La biographie elle-même tient en
217 pages, quand les annexes font 157 pages ; une telle disproportion
n’est pas en soi gênante, mais se retrouve dans la biographie, qui fourmille de
citations : correspondance entre Anglais et Bourguignons, journal du siège
d’Orléans, témoignages aux procès de Jeanne d’Arc… Il n’est pas jusqu’à Péguy
qui ne soit cité, ce dont nous ne saurions nous plaindre, pour un extrait des
« Adieux à la Meuse » de la première Jeanne d’Arc (pp.
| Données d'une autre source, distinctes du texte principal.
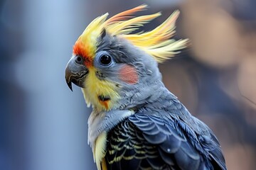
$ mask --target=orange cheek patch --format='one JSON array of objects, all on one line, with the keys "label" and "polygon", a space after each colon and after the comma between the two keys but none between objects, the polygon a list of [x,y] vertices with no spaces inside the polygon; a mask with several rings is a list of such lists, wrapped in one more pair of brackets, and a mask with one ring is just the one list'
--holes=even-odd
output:
[{"label": "orange cheek patch", "polygon": [[125,64],[119,70],[119,78],[125,83],[134,84],[138,82],[139,75],[134,67]]}]

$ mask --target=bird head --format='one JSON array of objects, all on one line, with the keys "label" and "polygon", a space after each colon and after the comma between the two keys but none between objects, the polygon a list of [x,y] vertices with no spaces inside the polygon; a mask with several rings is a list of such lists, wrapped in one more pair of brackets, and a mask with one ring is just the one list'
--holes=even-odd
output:
[{"label": "bird head", "polygon": [[161,81],[158,63],[186,46],[186,39],[171,39],[178,11],[154,29],[136,33],[161,16],[133,16],[146,7],[142,5],[109,19],[108,13],[95,18],[73,46],[65,69],[66,82],[71,90],[72,83],[81,87],[87,105],[99,111],[127,108],[127,103],[132,103],[137,91],[150,89],[147,86]]}]

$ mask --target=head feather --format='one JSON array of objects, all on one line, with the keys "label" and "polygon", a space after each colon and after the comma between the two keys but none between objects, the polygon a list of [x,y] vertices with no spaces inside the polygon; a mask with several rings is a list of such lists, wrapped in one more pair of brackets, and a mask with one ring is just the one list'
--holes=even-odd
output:
[{"label": "head feather", "polygon": [[[188,39],[176,41],[171,38],[175,33],[175,23],[179,11],[175,11],[163,23],[152,30],[132,33],[134,30],[161,16],[161,13],[134,17],[134,13],[145,10],[146,5],[119,13],[108,20],[108,13],[92,21],[80,36],[74,45],[73,52],[82,53],[85,57],[93,57],[96,52],[97,38],[102,30],[112,36],[119,35],[129,40],[146,53],[151,55],[158,62],[162,62],[173,57],[178,50],[187,46]],[[79,55],[79,54],[78,54]]]}]

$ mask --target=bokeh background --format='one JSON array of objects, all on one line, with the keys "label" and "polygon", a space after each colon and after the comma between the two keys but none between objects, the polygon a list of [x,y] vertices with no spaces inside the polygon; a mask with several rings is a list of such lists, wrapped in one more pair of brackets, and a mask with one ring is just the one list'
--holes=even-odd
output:
[{"label": "bokeh background", "polygon": [[97,16],[147,4],[181,15],[190,47],[160,65],[166,86],[214,131],[228,168],[256,166],[255,0],[0,1],[0,169],[96,169],[87,144],[90,113],[64,70],[74,42]]}]

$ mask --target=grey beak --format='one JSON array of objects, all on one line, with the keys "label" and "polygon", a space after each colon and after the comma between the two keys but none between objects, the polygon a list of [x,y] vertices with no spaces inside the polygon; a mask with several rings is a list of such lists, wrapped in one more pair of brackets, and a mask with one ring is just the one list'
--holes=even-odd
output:
[{"label": "grey beak", "polygon": [[84,87],[84,81],[88,74],[88,69],[83,64],[83,60],[80,56],[73,57],[65,68],[65,78],[68,87],[72,89],[72,83],[78,86]]}]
267-268 ; P 80-82). Patrick Dreyer entend donc s’effacer entièrement
devant ses sources et, surtout, devant son sujet : soit, l’intention est
louable et le résultat en est une vie détaillée, suivant l’ordre chronologique,
qui se lit très bien. Réécoutons donc, dans les dernières pages, l’effrayant
Cauchon qui, en des termes annonçant les imprécations de Guillaume Évrard qu’on
trouve chez Péguy (P 301-302), lit à Jeanne sa sentence le 30 mai
1431 :
Au nom du Seigneur, amen. Toutes les fois que le venin
pestilentiel de l’hérésie s’attache obstinément à un des membres de l’Église,
et le transfigure en un membre de Satan, il faut veiller avec un soin diligent
afin que la contamination néfaste de cette pernicieuse souillure ne s’insinue à
travers les autres parties du corps mystique du Christ. Aussi les décrets des
Saints Pères ont-ils prescrit qu’il fallait que les hérétiques endurcis fussent
séparés du milieu des justes, plutôt que de laisser réchauffer dans le sein de
notre pieuse mère Église ces vipères pernicieuses, pour le grand péril des
autres fidèles.
C’est pourquoi nous, Pierre, par la miséricorde divine évêque
de Beauvais, et frère Jean Le Maître, vicaire de l’insigne docteur Jean
Graverent, inquisiteur de la perversité hérétique, et spécialement député par
lui en cette cause, juges compétents en cette partie, nous avons déclaré par
juste jugement que toi, Jeanne, vulgairement dite la Pucelle, tu es tombée en
des erreurs variées et crimes divers de schisme, d’idolâtrie, d’invocation de
démons, et plusieurs autres nombreux méfaits. Cependant, comme l’Église ne
ferme pas son giron à qui revient en elle, estimant qu’avec une pensée pure et
une foi non feinte tu t’étais détachée de ces erreurs et crimes, puisque,
certain jour, tu as renoncé à eux, tu as fait serment en public, tu as fait vœu
et promesse de ne retourner jamais auxdites erreurs ou à quelque hérésie, sous
aucune influence ou d’une manière quelconque ; mais, plutôt, de demeurer
indissolublement dans l’unité de l’Église catholique et la communion du pontife
romain, ainsi qu’il est plus amplement contenu dans la cédule souscrite de ta
propre main ; attendue que par la suite, après cette abjuration de tes erreurs,
l’auteur du schisme et de l’hérésie a fait irruption dans ton cœur qu’il a
séduit, et que tu es retombée, ô douleur ! dans ces erreurs et dans ces
crimes, tel le chien qui retourne à ses vomissements, ainsi qu’il résulte
suffisamment et manifestement de tes aveux spontanés et de tes assertions, nous
avons reconnu, par des jugements très fameux, que, d’un cœur feint plutôt que
d’un esprit sincère et fidèle, tu as renié de bouche seulement tes précédentes
inventions et erreurs.
Par ces motifs, nous te déclarons retombée dans tes anciennes
erreurs, et, sous le coup de la sentence d’excommunication que tu as
primitivement encourue, nous jugeons que tu es relapse et hérétique ; et
par cette sentence que, siégeant en ce tribunal, nous portons en cet écrit et
prononçons, nous estimons que, tel un membre pourri, pour que tu n’infectes pas
les autres membres du Christ, tu es à rejeter de l’unité de ladite Église, à
retrancher de son corps, et que tu dois être livrée à la puissance
séculière ; et nous te rejetons, te retranchons, t’abandonnons, priant que
cette même puissance séculière modère envers toi sa sentence, en deçà de la
mort et mutilation des membres ; et, si de vrais signes de repentir
apparaissent en toi, que le sacrement de la pénitence te soit administré.